Now boards and churches often set forth vision statements and work toward goals.   Too often those are considered relating to aspects of what a new ministry will cost and what will be the return in the near future.  These are often short-sighted attempts to increase giving or attendance with hopes of more immediate results within the given year.  There is nothing necessarily wrong with this work, in fact it is important, but an aspect is often missed.

INPUTS are what something costs, efforts that are put into a project, or the calculated time needed by volunteers or employees to get something off the ground.  OUTPUTS are anything that can be counted after the ‘inputs’ are made.  These results may mean more contributions financially, number of baptisms, greater attendance on Sundays or youth events, or an increased number of ministries being performed.
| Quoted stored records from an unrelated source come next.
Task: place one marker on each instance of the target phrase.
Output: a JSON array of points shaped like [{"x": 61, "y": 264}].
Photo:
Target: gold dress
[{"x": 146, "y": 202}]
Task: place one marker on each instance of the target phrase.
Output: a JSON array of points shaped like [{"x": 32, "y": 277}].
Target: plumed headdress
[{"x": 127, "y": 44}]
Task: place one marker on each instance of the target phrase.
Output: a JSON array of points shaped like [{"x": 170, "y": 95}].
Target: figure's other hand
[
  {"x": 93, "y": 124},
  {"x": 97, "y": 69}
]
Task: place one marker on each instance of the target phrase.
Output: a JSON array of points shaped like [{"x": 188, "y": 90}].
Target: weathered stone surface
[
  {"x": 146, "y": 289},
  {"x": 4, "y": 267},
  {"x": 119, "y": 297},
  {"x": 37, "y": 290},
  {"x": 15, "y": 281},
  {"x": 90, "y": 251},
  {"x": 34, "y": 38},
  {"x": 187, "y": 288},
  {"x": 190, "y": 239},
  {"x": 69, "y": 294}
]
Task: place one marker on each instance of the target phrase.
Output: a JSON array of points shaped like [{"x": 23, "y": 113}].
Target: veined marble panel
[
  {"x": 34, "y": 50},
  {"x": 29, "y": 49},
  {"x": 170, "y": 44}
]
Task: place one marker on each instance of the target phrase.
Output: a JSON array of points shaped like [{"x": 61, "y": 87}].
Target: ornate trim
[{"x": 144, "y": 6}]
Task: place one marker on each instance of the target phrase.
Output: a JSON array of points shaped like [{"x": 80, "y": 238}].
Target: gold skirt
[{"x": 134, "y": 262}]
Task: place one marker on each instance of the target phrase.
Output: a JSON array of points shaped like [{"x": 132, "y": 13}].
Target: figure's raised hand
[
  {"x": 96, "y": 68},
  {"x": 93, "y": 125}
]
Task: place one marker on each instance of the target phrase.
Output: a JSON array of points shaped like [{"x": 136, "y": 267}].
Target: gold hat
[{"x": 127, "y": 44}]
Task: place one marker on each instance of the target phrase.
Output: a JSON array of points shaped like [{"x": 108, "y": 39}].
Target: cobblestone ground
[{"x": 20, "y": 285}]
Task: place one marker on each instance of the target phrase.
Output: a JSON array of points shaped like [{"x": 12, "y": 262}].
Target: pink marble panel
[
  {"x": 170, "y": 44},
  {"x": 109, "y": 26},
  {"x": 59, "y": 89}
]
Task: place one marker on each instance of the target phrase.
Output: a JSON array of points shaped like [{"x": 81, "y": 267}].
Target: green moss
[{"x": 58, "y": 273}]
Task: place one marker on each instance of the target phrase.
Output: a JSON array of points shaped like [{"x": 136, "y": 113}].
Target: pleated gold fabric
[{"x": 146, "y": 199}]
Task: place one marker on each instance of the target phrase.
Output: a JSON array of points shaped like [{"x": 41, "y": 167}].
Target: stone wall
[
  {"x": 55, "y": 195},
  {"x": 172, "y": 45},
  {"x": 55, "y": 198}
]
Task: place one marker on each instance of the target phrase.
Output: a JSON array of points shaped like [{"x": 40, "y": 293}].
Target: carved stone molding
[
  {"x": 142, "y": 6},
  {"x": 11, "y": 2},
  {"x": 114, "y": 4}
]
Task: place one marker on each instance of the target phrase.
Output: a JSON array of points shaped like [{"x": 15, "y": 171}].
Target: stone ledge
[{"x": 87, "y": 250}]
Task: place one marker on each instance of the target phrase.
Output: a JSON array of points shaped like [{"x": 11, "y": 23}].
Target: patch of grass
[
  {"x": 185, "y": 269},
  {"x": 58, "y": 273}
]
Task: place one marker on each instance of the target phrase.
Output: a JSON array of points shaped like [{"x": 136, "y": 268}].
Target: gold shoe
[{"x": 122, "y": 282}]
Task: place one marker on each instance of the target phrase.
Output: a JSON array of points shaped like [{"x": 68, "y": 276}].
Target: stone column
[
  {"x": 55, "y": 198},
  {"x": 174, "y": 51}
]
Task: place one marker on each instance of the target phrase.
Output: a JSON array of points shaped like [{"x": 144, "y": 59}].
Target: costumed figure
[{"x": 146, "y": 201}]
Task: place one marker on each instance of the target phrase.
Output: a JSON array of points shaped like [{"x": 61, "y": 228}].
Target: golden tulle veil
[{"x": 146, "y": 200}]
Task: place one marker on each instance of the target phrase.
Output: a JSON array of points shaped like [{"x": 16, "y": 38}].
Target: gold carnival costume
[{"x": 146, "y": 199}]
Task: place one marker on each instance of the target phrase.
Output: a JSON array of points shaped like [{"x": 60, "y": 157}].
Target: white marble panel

OUTCOMES are really what is beyond what can be counted but what is hoped for on a deeper level, in other words, ‘what is really important’.  A deeper love for Jesus, a greater sense of family within the church as a whole, an unfulfilled hunger for God’s Word, commitment to living a crucified life – giving up everything to follow Jesus … these are the incalculable treasures we desire for our people and in our pastors.

Jesus would say, “Seek first the Kingdom of God and all these things will be added unto you.”  We cannot place a numerical value on the depth of one’s soul in seeking God.  We cannot easily determine the level to which someone practices denying themselves.

The better work of the church today is by those who first understand the desired ‘outcomes’ and then work backwards to determine the ‘inputs’ and desired ‘outputs’.  To sit in a church business meeting and in the moment thinking of someone uninvolved and suggesting them to be up for an elected position is often done by thinking only of an ‘output’.  It is getting someone on a list of candidates to filling a position, as if the goal was to complete the list rather than thinking of the big picture ‘outcome’.